While varying translocation conditions can slow the rate of transit through the nanopore that creates new issues with the positioning of the DNA with respect to the nanopore constriction and assuring that the DNA is read sequentially [91]. However, if DNA is translocated through a nanopore at a speed necessary to ensure predictable positioning, it is going too fast to generate sufficient signal. As a result, a variety of methods have been tested in order to provide the optimal mix of speed and sensitivity [92, 93]. Additionally, hybrid pores modified with DNA [94] or protein [95] can also be used. Another approach employs oligonucleotide probes of known sequence to tag regions of interest in DNA [96] and generate position-specific changes in blocking current. By using pools of probes, the entire sequence can be generated de novo. This method has the advantage of using groups of nucleotides with each signal and spreading that signal out over a longer physical distance for enhanced signal to noise and ease of detection.
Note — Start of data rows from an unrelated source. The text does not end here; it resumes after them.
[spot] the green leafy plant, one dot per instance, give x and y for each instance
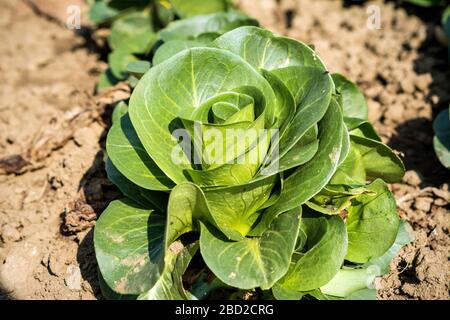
(301, 208)
(441, 142)
(136, 25)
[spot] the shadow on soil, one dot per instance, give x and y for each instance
(415, 137)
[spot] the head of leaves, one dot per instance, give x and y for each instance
(323, 213)
(136, 27)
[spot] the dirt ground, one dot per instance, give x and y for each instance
(48, 76)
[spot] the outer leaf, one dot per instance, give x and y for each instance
(352, 99)
(138, 68)
(170, 285)
(145, 198)
(109, 293)
(130, 158)
(132, 33)
(217, 23)
(120, 109)
(118, 61)
(171, 48)
(311, 89)
(405, 235)
(106, 80)
(129, 247)
(183, 82)
(349, 281)
(100, 12)
(379, 160)
(441, 141)
(325, 251)
(263, 49)
(189, 8)
(252, 262)
(372, 223)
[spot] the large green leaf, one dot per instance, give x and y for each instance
(189, 8)
(405, 235)
(265, 50)
(215, 24)
(170, 285)
(379, 160)
(372, 223)
(130, 158)
(171, 48)
(311, 89)
(252, 262)
(351, 98)
(348, 281)
(144, 197)
(441, 126)
(128, 241)
(321, 258)
(306, 181)
(357, 282)
(182, 83)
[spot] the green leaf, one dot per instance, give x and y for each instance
(171, 48)
(128, 241)
(352, 99)
(306, 181)
(235, 208)
(379, 160)
(170, 285)
(217, 23)
(405, 235)
(143, 197)
(182, 83)
(106, 80)
(133, 33)
(138, 68)
(351, 171)
(372, 223)
(187, 205)
(252, 262)
(131, 159)
(311, 89)
(264, 50)
(110, 294)
(322, 256)
(349, 281)
(120, 109)
(446, 21)
(441, 142)
(189, 8)
(428, 3)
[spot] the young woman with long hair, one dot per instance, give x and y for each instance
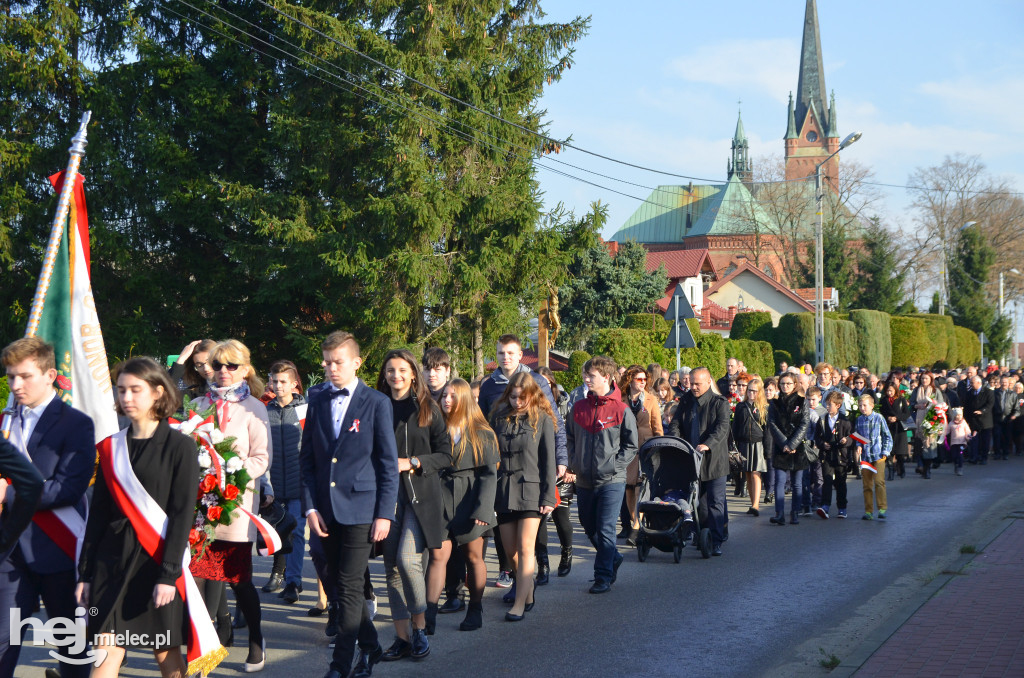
(468, 493)
(523, 422)
(132, 593)
(424, 450)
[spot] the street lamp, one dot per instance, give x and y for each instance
(819, 309)
(943, 278)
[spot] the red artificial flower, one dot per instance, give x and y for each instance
(208, 483)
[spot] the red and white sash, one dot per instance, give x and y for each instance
(150, 521)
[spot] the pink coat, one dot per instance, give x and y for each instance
(248, 422)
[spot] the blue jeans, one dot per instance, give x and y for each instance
(293, 560)
(598, 509)
(780, 477)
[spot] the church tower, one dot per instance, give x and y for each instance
(740, 165)
(811, 133)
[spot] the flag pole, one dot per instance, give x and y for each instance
(77, 152)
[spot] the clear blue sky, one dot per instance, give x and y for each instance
(657, 84)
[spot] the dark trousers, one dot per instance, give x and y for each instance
(347, 551)
(837, 480)
(22, 589)
(712, 508)
(598, 509)
(980, 445)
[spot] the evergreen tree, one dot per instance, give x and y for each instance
(883, 276)
(969, 303)
(602, 290)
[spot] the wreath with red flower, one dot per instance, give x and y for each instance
(223, 477)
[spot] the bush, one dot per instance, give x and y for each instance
(780, 356)
(757, 355)
(571, 377)
(750, 325)
(968, 347)
(873, 339)
(941, 335)
(910, 345)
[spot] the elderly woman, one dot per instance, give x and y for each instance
(235, 395)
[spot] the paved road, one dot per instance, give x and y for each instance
(764, 608)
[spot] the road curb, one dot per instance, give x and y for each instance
(851, 664)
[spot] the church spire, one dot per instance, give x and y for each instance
(811, 86)
(740, 165)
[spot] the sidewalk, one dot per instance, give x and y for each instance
(972, 626)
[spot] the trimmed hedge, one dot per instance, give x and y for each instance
(941, 335)
(910, 344)
(968, 346)
(752, 326)
(873, 338)
(780, 356)
(757, 355)
(571, 377)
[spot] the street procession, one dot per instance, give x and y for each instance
(331, 348)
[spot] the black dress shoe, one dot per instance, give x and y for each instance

Graphene nanopores also have the subject of much recent interest due to the absolute minimum thickness of their constrictions. Thus far, translocation of DNA has been observed through pores experimentally [9799] along with theoretical predictions of how sequence signals might be possible [100]. While offering tremendous potential, graphene nanopores are now in their infancy in terms of characterization and their very simplicity will make them difficult to modify as can be accomplished with protein and silicon-based nanopores. Thus, the varying flavors of nanopore sequencing provide the best hope for the next quantum leap in sequencing capacity and capabilities but many issues need to be overcome before they are a commercial reality.

5 The Future

The power of amplification-based next generation sequencing has enabled countless new approaches to a host of previously inaccessible biological questions. This treasure trove of new applications and knowledge has obscured the fact that there are severe limitations and artifacts present in this powerful but not omniscient technology. The tremendous variety of single-molecule approaches holds the potential for filling many of those gaps and expanding the reach of massively parallel sequencing ever further. An important example, sequence reads of unprecedented length achieved with orders of magnitude faster speed to results could be generated, all at lower cost than current technologies. Different single-molecule approaches existing today, or in development, offer the potential for simplifying and lowering sample requirements, improved quantitation for gene expression, protein binding, and epigenetics. Thus, we can look to the next 10 year when the promise of the $1000 genome will be realized – and with this new milestone new opportunity for unraveling the complexity of human disease.